Best to ignore most of the forecasts of what will happen after Brexit. We have been deluged with predictions of how much UK gross domestic product will fall, what percentage sterling might lose on the markets, the implications for interest rates and on and on.
Economic forecasting always requires a considerable leap of faith, but in the case of Brexit it is a jump too far. Such are the uncertainties surrounding the whole affair that the only thing we can safely say is it that it would probably be a horrible mess, for a while anyway, and beyond that, who knows?
That said, it is almost impossible to make an economic case in favour of Brexit. The UK’s access to major markets would be hit, inward investment would be severely hurt and huge uncertainty would put a host of business decisions on hold.
The UK treasury’s estimate that it would cost every household £4,300 (€3,800) a year on average over the next decade and a half is an exercise in useless precision – nobody has a clue about the real number. But the fact that Brexit would hurt the UK economy – and by extension Ireland’s – is hard to dispute. And the biggest cost, in the first period at least, is the one that few have focused on: the cost of uncertainty.
Upheaval
In the event of a Leave vote we would wake up next Friday morning with nothing having changed, but everything having changed. Britain would still be in the European Union and the single market, trading rules would be exactly as they were and everyone could continue to go about their business, though of course they may well have to deal with considerable upheaval on the financial markets.
But behind this apparent normality would be massive uncertainty, affecting not just Britain but Ireland, Europe and beyond. In theory, Britain would notify the EU at some early stage of its intention to leave and would negotiate the terms within the next two years.
In practice, nobody has a clue. The notification may or may not come in the short term. If it did, nobody believes it would be done in two years – and the new trading arrangements would be negotiated separately anyway. You can game plan this 100 ways, but the only sure thing is that nobody knows, and without knowing you can’t put numbers on the consequences with any confience.
In passing you can see how this uncertainty about what will happen has played into an appalling campaign. The Remain side has exaggerated and pushed the fear factor way beyond what is reasonable in terms of pretending it can all be reduced to numbers and cuts. The Leave side has just plain lied, on everything from the economy to immigration, and on the latter subject in particular the campaign took on almost sinister tones.
Politics these days has moved beyond the era of trying to put forward a rational argument to a belief that the public will be persuaded only by stark and extreme threats – and that how these are presented is fair game.

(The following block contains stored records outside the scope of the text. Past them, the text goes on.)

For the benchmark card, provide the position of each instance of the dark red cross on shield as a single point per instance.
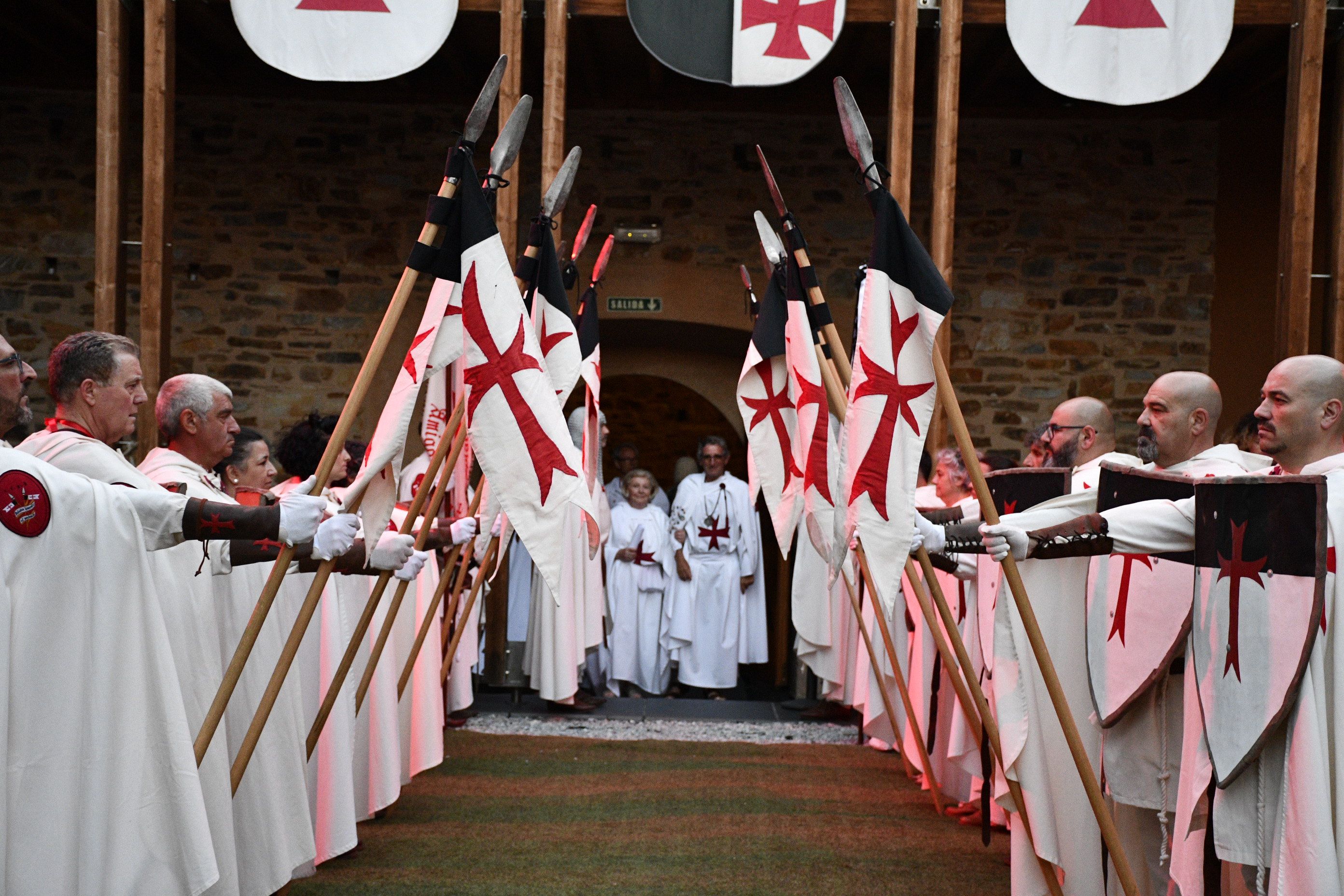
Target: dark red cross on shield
(1237, 569)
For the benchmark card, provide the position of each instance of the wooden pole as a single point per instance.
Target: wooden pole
(1297, 191)
(902, 132)
(553, 93)
(109, 227)
(942, 221)
(358, 392)
(1038, 643)
(156, 227)
(467, 612)
(880, 616)
(366, 617)
(991, 725)
(511, 89)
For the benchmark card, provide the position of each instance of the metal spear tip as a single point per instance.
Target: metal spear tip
(770, 242)
(602, 258)
(585, 230)
(504, 152)
(769, 182)
(856, 136)
(484, 102)
(560, 190)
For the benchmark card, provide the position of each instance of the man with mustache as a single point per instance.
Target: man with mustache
(1302, 428)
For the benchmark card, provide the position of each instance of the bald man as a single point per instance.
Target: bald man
(1283, 816)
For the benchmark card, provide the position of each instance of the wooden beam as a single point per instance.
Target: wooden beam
(1297, 190)
(109, 209)
(156, 229)
(978, 13)
(511, 43)
(902, 132)
(553, 93)
(944, 215)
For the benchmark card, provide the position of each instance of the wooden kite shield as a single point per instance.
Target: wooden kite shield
(1260, 600)
(1014, 491)
(1137, 603)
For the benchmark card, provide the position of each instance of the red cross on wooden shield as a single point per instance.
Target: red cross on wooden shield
(1260, 591)
(1137, 603)
(345, 40)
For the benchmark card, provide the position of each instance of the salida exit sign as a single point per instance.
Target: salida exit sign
(636, 304)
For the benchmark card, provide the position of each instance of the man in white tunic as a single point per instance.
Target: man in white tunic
(1281, 816)
(717, 597)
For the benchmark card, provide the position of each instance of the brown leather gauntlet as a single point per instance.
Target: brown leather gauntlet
(210, 520)
(1082, 536)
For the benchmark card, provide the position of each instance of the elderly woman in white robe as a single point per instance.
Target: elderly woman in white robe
(635, 586)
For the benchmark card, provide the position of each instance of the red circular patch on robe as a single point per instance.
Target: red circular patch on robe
(25, 504)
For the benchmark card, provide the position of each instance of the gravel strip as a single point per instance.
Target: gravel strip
(755, 732)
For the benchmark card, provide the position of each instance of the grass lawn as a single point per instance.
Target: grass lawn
(532, 816)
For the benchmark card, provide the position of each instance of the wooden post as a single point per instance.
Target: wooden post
(1297, 191)
(942, 221)
(109, 227)
(511, 45)
(902, 128)
(553, 95)
(156, 229)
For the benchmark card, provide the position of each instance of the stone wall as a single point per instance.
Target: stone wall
(1084, 249)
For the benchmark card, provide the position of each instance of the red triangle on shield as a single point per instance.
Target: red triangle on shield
(1121, 14)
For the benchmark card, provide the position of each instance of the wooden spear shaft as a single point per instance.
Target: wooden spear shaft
(376, 594)
(421, 538)
(1038, 643)
(438, 598)
(991, 725)
(467, 612)
(354, 402)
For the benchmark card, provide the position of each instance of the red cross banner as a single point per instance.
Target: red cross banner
(901, 306)
(345, 40)
(765, 401)
(743, 43)
(1137, 603)
(1120, 52)
(517, 428)
(1260, 602)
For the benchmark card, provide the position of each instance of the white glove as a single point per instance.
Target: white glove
(335, 536)
(928, 535)
(413, 566)
(463, 530)
(300, 514)
(1000, 541)
(393, 551)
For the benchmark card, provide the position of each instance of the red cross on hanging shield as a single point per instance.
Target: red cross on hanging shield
(1137, 603)
(1260, 591)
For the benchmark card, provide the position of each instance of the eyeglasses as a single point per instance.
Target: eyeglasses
(1054, 429)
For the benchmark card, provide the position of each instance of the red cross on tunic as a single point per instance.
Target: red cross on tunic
(1237, 569)
(409, 364)
(789, 18)
(816, 472)
(498, 371)
(215, 526)
(871, 476)
(1121, 14)
(714, 532)
(1123, 603)
(772, 407)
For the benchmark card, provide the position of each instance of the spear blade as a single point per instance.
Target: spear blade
(769, 182)
(770, 242)
(560, 190)
(585, 232)
(856, 136)
(602, 258)
(504, 152)
(484, 102)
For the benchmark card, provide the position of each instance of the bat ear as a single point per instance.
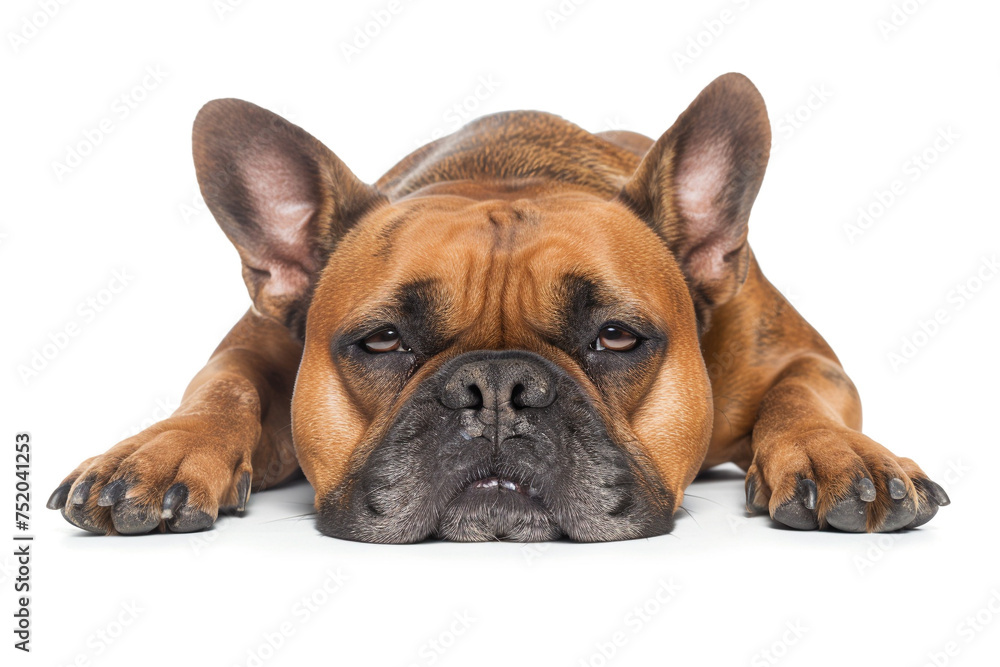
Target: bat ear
(282, 197)
(697, 183)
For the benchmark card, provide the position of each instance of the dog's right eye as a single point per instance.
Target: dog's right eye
(386, 340)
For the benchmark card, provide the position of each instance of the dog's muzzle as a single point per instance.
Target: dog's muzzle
(497, 445)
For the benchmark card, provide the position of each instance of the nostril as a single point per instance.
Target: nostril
(516, 396)
(477, 397)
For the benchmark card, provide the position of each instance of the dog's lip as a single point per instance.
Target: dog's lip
(502, 484)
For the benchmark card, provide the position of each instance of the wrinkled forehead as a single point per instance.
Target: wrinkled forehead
(503, 269)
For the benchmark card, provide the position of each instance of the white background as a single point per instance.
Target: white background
(741, 583)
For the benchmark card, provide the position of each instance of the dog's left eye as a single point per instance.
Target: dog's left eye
(386, 340)
(615, 338)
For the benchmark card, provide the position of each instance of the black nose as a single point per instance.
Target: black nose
(490, 380)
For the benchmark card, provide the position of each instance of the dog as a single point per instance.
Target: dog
(523, 331)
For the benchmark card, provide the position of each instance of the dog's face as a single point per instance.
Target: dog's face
(517, 369)
(491, 362)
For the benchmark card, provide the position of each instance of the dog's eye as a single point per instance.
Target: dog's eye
(616, 339)
(386, 340)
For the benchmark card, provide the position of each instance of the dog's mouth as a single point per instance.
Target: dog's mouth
(497, 484)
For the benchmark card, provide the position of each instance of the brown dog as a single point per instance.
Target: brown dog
(522, 331)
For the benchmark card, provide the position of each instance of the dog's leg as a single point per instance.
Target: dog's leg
(230, 434)
(813, 467)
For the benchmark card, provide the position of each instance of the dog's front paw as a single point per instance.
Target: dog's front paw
(175, 475)
(842, 479)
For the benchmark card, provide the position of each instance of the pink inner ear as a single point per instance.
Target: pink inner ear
(699, 183)
(282, 195)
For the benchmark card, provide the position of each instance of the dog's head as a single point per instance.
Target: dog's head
(509, 348)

The Brexit campaign, and the focus on what happens if Britain leaves, has meant the debate has bypassed the price of uncertainty that will be paid while this is all worked out. And given that the earliest likely date of British exit would be 2019, this is no trivial matter – in fact, it goes to the very heart of the price that would be paid for a Leave vote.
Senior Irish officials say privately that Ireland is as ready as it could be for Brexit, but that advance planning has very limited value when you have little idea what you are getting ready for.
The Central Bank has asked the banks to be ready, the National Treasury Management Agency has raised most of the cash it needs this year, and officials and businesses are fretting about a possible fall in sterling’s value against the euro and its impact on exporters. But even here, looking at the currency markets, beyond a feeling the UK currency could face an initial hit, nobody really knows what the trend will be in the months after Brexit.
It is impossible to put any numbers on the impact of the prolonged period of uncertainty, but it would surely be significant. We would not know the future terms of trade with a key trading partner. New bureaucracy and tariffs may face those exporting and importing food in the years to come, for example. But nobody knows – and they wouldn’t know for a few years.
Questions would be asked in the markets about whether Ireland might follow Britain out of the EU. The Government would dismiss this. But bond investors looking to tie up money for 10 years or more or major multinationals planning where to invest have very long time horizons. Ireland may gain from projects that would have gone to the UK, or we may lose other investments. We have no idea whether we would have to establish controls on the Border or tighter controls on people entering or leaving the island of Ireland. Or both. Or neither.
The one thing we can say is that uncertainty causes delay. It means investors sit and wait. It means businesses put plans on hold. This leads to consumers doing the same. The world is always full of uncertainties, but Brexit adds another big one. Life must go on, of course, and it will. But the paralysing impact of waking up next Friday to a Leave vote should not be underestimated.